Once again, you have not responed in any real way to what I posted. I will ask you this, again:
Did the founders have a right to leave the Brittish state?
Perhaps we can work from here. Or you can explain to me the difference in your argument and my characterazation of it.
If I am correct in my understanding, you posit that the state is legitmate because it is a social contract, or something similar?
Is this correct?
If it is a social contract, then we have agreed with it, and this is why we must obey it.
Is this correct?
If those two are correct, it would seem that the state can do whatever it pleases because we have agreed to it. In other words, the state can do no wrong. I am interested in having a serious discussion, but you very rarely do anything but tell me I am wrong. You never provide me with reaons that I am wrong.

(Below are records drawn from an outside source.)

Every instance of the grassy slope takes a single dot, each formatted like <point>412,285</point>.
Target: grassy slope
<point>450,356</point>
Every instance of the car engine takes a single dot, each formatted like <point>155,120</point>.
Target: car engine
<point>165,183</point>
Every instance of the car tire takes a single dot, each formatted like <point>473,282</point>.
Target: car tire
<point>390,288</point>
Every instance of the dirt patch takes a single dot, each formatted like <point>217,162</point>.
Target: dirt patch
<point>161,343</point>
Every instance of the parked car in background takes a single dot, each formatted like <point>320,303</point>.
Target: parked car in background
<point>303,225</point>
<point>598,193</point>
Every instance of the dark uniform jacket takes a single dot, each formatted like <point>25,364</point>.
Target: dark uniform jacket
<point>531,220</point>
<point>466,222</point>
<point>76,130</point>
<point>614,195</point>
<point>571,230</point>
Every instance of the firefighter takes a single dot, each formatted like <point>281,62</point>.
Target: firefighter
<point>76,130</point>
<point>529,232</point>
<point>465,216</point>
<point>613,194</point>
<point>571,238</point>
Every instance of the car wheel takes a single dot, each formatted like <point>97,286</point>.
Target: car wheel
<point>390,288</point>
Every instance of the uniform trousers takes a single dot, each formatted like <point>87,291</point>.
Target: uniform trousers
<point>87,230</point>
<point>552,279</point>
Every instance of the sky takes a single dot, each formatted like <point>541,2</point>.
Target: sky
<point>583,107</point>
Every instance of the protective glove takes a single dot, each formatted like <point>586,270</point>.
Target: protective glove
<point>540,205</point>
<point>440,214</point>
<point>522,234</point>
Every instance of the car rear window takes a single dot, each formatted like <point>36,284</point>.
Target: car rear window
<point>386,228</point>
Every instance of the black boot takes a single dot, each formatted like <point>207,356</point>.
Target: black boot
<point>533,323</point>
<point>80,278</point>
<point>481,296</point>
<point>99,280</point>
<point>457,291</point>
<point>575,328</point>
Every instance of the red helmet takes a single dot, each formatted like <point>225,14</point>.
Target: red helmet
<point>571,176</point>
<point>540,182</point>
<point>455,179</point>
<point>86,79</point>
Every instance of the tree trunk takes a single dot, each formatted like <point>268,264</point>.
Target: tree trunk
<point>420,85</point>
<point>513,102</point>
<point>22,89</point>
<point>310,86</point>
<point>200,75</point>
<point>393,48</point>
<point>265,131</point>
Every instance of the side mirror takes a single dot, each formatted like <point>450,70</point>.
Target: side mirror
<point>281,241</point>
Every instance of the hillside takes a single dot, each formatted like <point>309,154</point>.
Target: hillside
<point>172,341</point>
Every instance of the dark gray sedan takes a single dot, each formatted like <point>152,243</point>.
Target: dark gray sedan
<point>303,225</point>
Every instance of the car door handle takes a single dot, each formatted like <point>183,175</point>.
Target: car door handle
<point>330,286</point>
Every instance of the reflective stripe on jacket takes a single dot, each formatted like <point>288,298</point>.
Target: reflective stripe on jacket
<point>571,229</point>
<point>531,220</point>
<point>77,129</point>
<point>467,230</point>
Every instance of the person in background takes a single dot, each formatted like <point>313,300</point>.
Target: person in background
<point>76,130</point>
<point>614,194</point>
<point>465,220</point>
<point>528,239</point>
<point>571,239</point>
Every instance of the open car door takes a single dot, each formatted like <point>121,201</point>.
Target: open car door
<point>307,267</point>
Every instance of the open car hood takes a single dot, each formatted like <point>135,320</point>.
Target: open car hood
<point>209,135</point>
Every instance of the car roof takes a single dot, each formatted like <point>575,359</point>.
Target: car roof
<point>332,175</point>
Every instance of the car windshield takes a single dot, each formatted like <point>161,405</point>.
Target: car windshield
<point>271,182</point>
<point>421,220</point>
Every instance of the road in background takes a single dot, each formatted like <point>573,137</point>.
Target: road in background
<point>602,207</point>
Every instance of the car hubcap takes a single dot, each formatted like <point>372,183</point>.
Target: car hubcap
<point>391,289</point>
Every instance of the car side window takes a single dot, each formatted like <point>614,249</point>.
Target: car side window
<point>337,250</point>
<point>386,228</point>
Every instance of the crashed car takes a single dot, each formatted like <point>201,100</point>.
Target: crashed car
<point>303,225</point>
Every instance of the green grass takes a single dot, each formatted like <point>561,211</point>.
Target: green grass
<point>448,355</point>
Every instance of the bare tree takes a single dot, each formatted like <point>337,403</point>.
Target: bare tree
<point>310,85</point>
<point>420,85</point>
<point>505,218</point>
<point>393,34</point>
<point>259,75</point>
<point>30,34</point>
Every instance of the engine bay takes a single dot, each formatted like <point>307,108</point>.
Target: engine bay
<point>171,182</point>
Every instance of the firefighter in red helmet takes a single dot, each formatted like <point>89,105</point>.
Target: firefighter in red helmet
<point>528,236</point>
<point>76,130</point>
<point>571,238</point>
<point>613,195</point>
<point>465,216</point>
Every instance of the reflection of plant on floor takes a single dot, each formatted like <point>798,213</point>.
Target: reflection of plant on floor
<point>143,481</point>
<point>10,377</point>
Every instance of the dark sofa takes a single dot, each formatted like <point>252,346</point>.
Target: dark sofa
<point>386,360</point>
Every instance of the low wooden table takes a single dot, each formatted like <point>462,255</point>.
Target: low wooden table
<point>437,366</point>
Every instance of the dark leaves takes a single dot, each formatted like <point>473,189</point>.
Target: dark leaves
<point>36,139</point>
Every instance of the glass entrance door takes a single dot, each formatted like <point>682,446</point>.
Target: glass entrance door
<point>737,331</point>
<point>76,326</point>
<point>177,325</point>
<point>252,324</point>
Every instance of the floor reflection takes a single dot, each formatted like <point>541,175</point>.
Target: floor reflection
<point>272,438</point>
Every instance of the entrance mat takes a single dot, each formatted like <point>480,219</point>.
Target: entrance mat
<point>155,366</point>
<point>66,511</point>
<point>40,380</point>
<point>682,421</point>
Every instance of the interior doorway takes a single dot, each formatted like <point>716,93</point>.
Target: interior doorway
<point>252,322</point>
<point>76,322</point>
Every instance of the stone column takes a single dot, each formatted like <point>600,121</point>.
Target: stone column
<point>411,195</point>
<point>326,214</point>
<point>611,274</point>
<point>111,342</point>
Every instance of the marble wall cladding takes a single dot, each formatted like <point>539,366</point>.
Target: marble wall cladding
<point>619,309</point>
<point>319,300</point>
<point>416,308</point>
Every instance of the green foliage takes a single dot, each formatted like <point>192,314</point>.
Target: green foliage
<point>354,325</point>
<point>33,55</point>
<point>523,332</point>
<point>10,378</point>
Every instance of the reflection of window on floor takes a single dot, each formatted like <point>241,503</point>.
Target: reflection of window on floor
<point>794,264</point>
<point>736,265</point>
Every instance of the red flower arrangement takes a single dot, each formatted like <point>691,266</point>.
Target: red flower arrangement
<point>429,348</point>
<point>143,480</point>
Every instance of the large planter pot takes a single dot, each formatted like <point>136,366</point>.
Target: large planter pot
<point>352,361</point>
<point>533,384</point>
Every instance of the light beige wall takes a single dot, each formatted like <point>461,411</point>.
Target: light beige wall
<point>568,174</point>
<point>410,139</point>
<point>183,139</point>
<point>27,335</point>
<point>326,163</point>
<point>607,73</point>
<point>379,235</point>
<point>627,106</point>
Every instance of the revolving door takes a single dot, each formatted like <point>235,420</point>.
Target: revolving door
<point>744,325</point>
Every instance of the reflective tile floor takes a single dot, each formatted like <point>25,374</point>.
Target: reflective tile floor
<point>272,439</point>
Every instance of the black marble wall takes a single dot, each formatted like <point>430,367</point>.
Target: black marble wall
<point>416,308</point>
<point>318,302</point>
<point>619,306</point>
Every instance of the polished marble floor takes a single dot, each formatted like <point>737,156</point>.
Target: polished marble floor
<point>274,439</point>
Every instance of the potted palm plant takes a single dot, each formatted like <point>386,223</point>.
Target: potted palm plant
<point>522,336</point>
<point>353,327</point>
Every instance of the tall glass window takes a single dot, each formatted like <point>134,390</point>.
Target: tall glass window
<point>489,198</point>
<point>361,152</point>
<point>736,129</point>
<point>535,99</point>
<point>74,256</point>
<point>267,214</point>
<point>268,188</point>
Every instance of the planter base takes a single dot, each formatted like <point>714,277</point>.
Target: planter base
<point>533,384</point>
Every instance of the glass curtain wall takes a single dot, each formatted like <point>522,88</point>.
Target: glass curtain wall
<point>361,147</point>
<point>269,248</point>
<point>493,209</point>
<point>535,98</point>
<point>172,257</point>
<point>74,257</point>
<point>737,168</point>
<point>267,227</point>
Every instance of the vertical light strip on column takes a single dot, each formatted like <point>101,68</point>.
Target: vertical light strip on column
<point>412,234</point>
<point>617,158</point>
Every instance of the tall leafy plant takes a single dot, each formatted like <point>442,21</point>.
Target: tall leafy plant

In what sense are voulantary agreements abuse? Are you suggesting that people are siginging up to be abused? Let's assume that you get what you want and all sweat shops are forced to close. (I imagine you apply the same argument to current-day sweat shops.) This means that the workers are forced to do something even worse than working in a sweat shop. How is this good. Oh you great humanitarian, you.
As for scholarship, I just listed 2 or 3 books whose main argument is to end the state because it is unjust. I also gave you CVs of four anarchists. Most of the things they have written are in the sphere of anarchy. I have, to this point given you the name of 5 tenured professors (three endowed chairs) that are anarchists. This scratches the surface.
Please tell me how I misrepresented your post rather than just telling me that I did. That is how a debate works.